Pour l’Entente interdépartementale le colonel Bardot précisait : ‘« Amoyen et long terme, il faudra aménager des coupe-feux et des retardants. Mais ces espaces, il faut les entretenir, sinon ça ne sert à rien. D’où l’intérêt d’avoir des agriculteurs. » Sur ce point, Michel Bourdais remarquait « qu’il faut une reconquête agricole sur ces massifs, le sylvopastoralisme serait adapté. Et la zone est en AOC pour l’olivier. Nous sommes voisins, nous allons nous associer aux actions en cours. »

Parmi les questions posées par le public, la circulation des motos en forêt est souvent revenue. « Il y a eu trois orages énormes qui ont provoqué des coulées de boue et qui ont envahi la maison, explique Mme Estève, qui habite au quartier Roman. Et comme si ça ne suffisait pas, les motos viennent raviner le peu de terre qui reste. » Pour le CIQ Gardanne Ouest, Daniel Imbert remarquait : « quand on leur parle, ils écoutent, mais ils ne réalisent pas quels dégâts ils causent. Il faut un message éducatif clair. » Alain Bagnis ajoutait que les chasseurs étaient intervenus auprès des instances du département, sans succès. « Les intrusions se font par Luynes. On voit de tout dans ce massif, motos, quads... Il n’y a que le TGV qui ne passe pas. »

L’ONF est conscient du problème, mais « la seule solution, c’est des patrouilles de surveillance, qui ne sont pas simples à organiser. Il faudrait insister sur les sanctions encourues. » Les voici : pour un véhicule à moteur qui circule sur des chemins ou des routes dont l’accès est interdit, l’article LR301-3 du code forestier prévoit une amende de 135€. Hors des chemins et des routes, elle monte à 1 500€.

Les riverains ont également demandé des conseils, notamment sur la replantation de haies. « Évitez surtout les résineux, et faites des haies les plus basses possible, explique Christophe Herzog.
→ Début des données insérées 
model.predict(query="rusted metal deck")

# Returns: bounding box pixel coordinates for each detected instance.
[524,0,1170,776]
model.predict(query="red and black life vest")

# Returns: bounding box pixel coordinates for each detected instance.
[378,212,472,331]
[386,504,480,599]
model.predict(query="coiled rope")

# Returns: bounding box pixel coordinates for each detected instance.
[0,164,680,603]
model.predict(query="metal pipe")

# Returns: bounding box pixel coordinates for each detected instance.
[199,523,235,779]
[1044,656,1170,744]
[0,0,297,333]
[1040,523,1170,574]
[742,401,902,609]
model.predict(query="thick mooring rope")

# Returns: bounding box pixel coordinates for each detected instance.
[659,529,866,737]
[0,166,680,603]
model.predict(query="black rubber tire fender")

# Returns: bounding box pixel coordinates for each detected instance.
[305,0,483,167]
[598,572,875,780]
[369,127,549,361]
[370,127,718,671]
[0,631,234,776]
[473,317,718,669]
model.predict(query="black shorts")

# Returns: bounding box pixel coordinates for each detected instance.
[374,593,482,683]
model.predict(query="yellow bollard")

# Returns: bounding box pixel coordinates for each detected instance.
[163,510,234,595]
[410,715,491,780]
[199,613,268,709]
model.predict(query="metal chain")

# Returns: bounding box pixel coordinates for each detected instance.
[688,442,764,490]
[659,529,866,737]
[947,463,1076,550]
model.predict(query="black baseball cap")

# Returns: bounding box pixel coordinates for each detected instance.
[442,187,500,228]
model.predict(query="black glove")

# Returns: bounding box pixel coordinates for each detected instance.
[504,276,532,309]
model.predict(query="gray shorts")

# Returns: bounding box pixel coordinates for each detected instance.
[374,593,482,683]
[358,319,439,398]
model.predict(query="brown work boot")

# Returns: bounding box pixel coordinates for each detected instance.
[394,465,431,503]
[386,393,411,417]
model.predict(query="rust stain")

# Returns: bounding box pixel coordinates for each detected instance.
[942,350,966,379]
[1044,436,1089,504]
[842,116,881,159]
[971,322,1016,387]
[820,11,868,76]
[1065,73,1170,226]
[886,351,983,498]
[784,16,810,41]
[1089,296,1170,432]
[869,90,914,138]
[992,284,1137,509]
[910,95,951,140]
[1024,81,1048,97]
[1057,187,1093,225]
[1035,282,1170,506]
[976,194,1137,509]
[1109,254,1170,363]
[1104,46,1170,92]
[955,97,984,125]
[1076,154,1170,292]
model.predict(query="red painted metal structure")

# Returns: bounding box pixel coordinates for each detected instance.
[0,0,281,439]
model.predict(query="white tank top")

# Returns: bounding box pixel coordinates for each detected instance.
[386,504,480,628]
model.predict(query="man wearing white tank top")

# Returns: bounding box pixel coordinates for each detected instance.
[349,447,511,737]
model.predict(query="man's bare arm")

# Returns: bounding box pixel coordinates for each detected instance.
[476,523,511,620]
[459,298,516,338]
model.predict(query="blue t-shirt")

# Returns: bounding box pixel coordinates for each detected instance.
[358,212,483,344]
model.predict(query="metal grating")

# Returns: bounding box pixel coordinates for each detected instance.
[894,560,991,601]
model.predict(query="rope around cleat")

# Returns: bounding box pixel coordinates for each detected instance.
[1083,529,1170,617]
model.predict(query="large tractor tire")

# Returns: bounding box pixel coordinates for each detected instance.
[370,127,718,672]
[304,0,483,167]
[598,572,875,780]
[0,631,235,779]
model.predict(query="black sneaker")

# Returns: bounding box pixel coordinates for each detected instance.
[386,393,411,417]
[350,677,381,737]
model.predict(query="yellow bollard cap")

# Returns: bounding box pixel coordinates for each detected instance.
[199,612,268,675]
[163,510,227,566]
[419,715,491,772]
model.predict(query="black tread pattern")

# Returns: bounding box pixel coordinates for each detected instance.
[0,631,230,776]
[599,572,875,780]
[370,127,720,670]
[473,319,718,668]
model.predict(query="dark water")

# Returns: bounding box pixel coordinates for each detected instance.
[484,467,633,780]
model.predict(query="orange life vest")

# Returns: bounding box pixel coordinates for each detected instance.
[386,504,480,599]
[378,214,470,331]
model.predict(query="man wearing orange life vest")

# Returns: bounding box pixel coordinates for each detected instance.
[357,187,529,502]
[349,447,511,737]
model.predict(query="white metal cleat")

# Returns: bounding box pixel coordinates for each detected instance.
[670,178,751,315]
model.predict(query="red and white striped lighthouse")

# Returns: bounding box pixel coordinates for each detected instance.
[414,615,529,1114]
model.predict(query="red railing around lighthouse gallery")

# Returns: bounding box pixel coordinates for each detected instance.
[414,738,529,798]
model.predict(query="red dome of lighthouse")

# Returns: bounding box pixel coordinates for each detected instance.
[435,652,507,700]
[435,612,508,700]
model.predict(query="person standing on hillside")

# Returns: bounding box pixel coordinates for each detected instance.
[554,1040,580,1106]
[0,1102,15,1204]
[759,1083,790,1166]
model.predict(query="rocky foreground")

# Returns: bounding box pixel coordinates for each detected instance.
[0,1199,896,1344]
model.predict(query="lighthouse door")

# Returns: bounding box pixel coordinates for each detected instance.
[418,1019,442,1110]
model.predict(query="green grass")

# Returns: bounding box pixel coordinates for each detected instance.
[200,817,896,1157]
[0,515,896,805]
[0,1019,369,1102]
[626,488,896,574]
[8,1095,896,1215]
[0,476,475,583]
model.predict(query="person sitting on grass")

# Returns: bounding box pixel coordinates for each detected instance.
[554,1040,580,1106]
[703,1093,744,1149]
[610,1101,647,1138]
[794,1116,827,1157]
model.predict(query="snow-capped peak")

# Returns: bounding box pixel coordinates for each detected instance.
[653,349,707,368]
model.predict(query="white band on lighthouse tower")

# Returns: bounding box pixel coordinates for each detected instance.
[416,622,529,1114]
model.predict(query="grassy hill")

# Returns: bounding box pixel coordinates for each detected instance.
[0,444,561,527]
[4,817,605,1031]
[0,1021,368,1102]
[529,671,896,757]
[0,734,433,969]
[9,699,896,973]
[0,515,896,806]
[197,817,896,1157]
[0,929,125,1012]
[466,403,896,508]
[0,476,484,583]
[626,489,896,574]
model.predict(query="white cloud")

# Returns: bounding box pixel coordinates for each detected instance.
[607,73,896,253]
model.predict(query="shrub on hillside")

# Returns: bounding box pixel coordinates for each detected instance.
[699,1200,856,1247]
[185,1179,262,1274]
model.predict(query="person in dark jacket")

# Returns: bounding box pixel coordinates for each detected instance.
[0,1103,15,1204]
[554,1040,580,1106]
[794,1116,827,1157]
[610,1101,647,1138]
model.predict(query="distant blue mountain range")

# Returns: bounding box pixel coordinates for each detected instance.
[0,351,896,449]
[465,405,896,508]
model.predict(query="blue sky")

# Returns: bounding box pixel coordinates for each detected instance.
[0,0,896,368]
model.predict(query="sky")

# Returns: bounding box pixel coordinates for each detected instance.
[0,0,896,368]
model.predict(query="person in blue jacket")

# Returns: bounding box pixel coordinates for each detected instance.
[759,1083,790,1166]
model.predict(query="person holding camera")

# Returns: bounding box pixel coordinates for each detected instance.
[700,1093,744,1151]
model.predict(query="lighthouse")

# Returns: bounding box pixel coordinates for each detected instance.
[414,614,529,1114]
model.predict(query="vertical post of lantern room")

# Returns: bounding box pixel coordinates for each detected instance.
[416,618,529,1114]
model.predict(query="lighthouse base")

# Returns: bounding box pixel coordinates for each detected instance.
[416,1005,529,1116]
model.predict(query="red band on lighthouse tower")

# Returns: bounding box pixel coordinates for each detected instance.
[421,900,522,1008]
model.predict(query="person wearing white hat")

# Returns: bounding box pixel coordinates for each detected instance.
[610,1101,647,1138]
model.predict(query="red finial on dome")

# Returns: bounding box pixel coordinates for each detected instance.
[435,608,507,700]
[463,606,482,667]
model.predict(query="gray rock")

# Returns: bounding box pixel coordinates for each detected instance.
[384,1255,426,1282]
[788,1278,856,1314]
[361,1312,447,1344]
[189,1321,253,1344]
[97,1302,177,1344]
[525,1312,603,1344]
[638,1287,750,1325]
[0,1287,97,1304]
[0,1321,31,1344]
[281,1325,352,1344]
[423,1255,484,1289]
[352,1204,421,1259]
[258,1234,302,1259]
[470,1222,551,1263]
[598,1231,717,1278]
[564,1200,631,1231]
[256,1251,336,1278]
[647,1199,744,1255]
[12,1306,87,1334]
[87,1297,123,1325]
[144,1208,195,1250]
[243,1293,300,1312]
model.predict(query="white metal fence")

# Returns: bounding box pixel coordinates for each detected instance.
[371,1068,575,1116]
Et surtout, mettez-les le plus loin possible de la maison. » Pour replanter des oliviers, qui coûtent relativement cher à l’achat, Luc Langeron préconise la technique du souquet. « Ce sont des éclats de souche que l’on replante, ça reprend généralement bien et c’est beaucoup moins cher. » Quant au problème posé par l’entreprise de recyclage de plastique B2 Test, installée à une centaine de mètres de l’Écomusée, Bernard Bastide, adjoint à l’environnement, précise que « ce n’était pas une installation classée, mais la DRIRE va intervenir sur le site. »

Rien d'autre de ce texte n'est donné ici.